FRANCOIS JACOB (1982), p. 66
 
p.177 In order to cope, an organism must either armor itself (like a tree or clam) and "hope for the best," or else develop methods of getting out of harm's way and into the better neighborhoods in its vicinity. If you follow this latter course, you are confronted with the primordial problem that every agent must continually solve:
  Now what do I do?
  In order to solve this problem, you need a nervous system, to control your activities in time and space... The key to control is the ability to track or even anticipate the important features of the environment, so all brains are, in essence, anticipation machines.
 
p.177-178 Even more primitive are the withdrawal and approach responses of the simplest organisms, and they are tied in the most direct imaginable way to the sources of good and ill: they touch them. Then, depending on whether the touched thing is bad or good for them, they either recoil or engulf (in the nick of time, if they are lucky). They do this by simply being 'wired' so that actual contact with the good or bad feature of the world triggers the appropriate squirm... At the minimalist extreme, then, we have the creatures who represent as little as possible: just enough to let the world warn them sometimes when they are beginning to do something wrong. Creatures who follow this policy engage in no planning... The next step involves short-range anticipation - for instance, the ability to duck incoming bricks. This sort of anticipatory talent is often "wired in"
 
p.180-181 The psychologist Odmar Neumann (1990) suggests that orienting responses are the biological counterpart to the shipboard alarm "All hands on deck!" Most animals, like us, have activities that they control in a routine fashion, "on autopilot," using less than their full capacities, and in fact under the control of specialized subsystems of their brains. When a specialized alarm is triggered... the animal's nervous system is mobilized to deal with the possibility of an emergency... Neumann speculates that these orienting responses began as reactions to alarm signals, but proved so useful in provoking a generalized update that animals began to go into the orienting mode more and more frequently... One might say it became a habit, no longer just under the control of external stimuli, but internally initiated (rather like regular fire drills).

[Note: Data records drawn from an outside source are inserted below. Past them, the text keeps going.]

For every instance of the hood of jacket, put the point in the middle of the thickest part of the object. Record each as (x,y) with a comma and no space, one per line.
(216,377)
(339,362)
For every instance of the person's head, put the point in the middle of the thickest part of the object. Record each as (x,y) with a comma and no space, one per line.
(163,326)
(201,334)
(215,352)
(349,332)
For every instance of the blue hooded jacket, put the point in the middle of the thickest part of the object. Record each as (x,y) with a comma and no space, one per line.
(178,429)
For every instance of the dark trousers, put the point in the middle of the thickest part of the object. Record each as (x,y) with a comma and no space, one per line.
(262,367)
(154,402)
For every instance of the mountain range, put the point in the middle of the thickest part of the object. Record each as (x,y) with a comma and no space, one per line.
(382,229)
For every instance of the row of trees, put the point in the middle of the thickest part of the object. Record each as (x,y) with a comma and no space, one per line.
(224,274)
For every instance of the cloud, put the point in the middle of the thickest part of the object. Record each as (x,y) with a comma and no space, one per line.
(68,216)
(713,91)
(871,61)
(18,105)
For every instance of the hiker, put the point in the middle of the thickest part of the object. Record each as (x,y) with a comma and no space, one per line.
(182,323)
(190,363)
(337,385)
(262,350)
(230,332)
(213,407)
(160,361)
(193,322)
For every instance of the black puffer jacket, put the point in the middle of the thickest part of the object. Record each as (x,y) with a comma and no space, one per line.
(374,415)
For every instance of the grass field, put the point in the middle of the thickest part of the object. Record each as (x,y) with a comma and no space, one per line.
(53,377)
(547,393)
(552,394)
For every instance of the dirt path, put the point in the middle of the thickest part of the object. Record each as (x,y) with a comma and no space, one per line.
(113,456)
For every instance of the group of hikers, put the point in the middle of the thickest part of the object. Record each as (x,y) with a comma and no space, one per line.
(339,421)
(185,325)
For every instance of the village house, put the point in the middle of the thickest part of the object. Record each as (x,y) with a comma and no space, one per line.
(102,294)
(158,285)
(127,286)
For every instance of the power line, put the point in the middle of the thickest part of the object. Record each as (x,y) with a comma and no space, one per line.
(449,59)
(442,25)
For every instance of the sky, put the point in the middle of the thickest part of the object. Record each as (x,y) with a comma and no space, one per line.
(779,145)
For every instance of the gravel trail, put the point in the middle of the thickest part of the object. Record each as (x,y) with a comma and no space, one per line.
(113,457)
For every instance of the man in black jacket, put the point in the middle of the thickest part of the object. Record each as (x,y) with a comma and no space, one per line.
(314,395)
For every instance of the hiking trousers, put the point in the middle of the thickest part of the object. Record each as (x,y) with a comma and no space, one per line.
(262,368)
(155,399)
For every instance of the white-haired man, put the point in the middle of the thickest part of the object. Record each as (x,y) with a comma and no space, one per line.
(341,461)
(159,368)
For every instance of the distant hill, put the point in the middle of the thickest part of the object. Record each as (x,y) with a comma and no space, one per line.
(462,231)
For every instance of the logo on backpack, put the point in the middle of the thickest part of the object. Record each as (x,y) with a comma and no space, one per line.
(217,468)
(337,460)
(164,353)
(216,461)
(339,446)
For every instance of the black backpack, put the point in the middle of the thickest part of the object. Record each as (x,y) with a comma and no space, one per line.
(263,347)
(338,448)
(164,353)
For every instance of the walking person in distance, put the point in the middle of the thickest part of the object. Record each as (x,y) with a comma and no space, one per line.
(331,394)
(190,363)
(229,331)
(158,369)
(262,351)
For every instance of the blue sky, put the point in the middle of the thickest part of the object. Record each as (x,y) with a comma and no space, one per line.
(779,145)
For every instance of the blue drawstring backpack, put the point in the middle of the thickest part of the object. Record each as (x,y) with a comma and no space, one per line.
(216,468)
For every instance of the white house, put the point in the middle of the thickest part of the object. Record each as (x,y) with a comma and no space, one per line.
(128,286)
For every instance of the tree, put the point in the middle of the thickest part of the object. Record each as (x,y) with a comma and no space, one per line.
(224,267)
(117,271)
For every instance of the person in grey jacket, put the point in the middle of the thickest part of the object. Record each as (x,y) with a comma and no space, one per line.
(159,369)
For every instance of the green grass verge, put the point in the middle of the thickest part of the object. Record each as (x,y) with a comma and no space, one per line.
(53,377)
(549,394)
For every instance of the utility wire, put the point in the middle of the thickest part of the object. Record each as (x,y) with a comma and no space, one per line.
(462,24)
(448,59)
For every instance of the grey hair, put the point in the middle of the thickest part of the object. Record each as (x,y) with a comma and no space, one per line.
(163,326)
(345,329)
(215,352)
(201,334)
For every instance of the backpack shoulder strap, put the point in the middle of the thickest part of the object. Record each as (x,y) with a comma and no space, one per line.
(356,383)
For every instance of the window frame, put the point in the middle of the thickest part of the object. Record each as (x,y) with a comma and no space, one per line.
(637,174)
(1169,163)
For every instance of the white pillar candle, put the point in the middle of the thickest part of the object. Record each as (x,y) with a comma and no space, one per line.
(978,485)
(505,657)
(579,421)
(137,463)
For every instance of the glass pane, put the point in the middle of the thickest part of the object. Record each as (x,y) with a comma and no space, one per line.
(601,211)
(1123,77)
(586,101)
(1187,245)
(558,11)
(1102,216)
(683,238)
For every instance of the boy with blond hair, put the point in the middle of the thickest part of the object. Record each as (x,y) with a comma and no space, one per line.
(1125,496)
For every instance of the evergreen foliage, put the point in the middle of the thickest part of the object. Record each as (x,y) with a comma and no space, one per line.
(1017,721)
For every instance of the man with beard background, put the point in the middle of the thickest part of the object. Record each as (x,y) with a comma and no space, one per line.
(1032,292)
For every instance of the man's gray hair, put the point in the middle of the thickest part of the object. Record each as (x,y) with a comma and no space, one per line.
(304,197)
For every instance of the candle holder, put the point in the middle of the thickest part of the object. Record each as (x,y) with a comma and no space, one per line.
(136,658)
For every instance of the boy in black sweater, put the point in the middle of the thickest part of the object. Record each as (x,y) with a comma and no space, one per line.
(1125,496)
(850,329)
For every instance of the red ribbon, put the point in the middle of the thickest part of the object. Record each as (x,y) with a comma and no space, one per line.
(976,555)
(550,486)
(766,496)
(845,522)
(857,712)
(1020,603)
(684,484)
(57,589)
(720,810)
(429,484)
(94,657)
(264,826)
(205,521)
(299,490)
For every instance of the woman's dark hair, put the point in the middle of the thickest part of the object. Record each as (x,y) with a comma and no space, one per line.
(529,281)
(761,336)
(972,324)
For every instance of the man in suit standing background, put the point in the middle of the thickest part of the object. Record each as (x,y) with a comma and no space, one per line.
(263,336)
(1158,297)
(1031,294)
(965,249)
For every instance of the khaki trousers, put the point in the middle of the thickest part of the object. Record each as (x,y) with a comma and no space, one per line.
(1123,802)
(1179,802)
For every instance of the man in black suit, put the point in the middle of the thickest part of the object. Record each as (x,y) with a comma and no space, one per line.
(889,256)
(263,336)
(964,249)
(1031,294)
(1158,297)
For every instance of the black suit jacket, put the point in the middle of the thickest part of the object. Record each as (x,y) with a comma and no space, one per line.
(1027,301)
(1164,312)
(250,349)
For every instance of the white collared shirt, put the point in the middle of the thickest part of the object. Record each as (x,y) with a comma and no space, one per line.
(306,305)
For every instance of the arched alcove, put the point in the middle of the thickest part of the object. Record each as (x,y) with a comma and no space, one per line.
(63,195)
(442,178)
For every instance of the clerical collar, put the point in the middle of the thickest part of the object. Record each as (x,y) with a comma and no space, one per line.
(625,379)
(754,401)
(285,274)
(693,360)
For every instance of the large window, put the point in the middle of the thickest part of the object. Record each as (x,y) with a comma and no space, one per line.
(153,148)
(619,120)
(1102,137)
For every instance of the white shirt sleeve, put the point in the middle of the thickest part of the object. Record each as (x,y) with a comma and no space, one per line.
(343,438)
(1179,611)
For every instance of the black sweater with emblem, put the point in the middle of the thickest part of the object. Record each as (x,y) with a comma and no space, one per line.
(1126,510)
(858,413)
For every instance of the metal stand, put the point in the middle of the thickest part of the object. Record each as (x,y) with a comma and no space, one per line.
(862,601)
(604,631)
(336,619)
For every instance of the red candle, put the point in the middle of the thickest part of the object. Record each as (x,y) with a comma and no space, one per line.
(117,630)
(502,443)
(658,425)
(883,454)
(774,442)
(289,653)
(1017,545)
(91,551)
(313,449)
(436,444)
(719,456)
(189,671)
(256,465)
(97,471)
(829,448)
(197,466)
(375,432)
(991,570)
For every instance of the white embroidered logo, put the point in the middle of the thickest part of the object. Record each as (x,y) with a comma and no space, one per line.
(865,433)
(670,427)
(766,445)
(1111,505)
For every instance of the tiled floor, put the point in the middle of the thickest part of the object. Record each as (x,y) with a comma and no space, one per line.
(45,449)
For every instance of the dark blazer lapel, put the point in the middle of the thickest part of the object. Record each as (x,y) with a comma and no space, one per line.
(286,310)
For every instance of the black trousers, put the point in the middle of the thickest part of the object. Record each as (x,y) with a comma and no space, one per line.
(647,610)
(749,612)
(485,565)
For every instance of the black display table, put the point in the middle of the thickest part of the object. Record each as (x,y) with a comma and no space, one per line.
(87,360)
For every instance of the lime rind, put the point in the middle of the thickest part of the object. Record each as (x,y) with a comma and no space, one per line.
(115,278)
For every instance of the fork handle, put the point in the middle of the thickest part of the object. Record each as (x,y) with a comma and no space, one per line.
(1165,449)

  Regular vigilance gradually turned into regular exploration, and a new behavioral strategy began to evolve: the strategy of acquiring information "for its own sake," just in case it might prove valuable someday. Most mammals were attracted to this strategy... they began to become what the psychologist George Miller has called informavores: organisms hungry for further information about the world they inhabited [JLJ - guilty, as charged.]
 
p.222 when an organism faces a crisis (or just a difficult and novel problem), it may have resources in it that would be very valuable in the circumstances if only it could find them and put them to use in time! Orienting responses, as Odmar Neumann has surmised, have the valuable effect of more or less turning everybody on at once, but accomplishing this global arousal, as we saw, is as much part of the problem as part of the solution... the chaos soon settles, leaving one specialist temporarily in charge (and, perhaps, better informed by the competition it has won)
 
p.257 In his book A Cognitive Theory of Consciousness (1988), the psychologist Bernard Baars summarizes what he sees as a "gathering consensus" that consciousness is accomplished by a "distributed society of specialists that is equipped with a working memory, called a global workspace, whose contents can be broadcast to the system as a whole" (p. 42).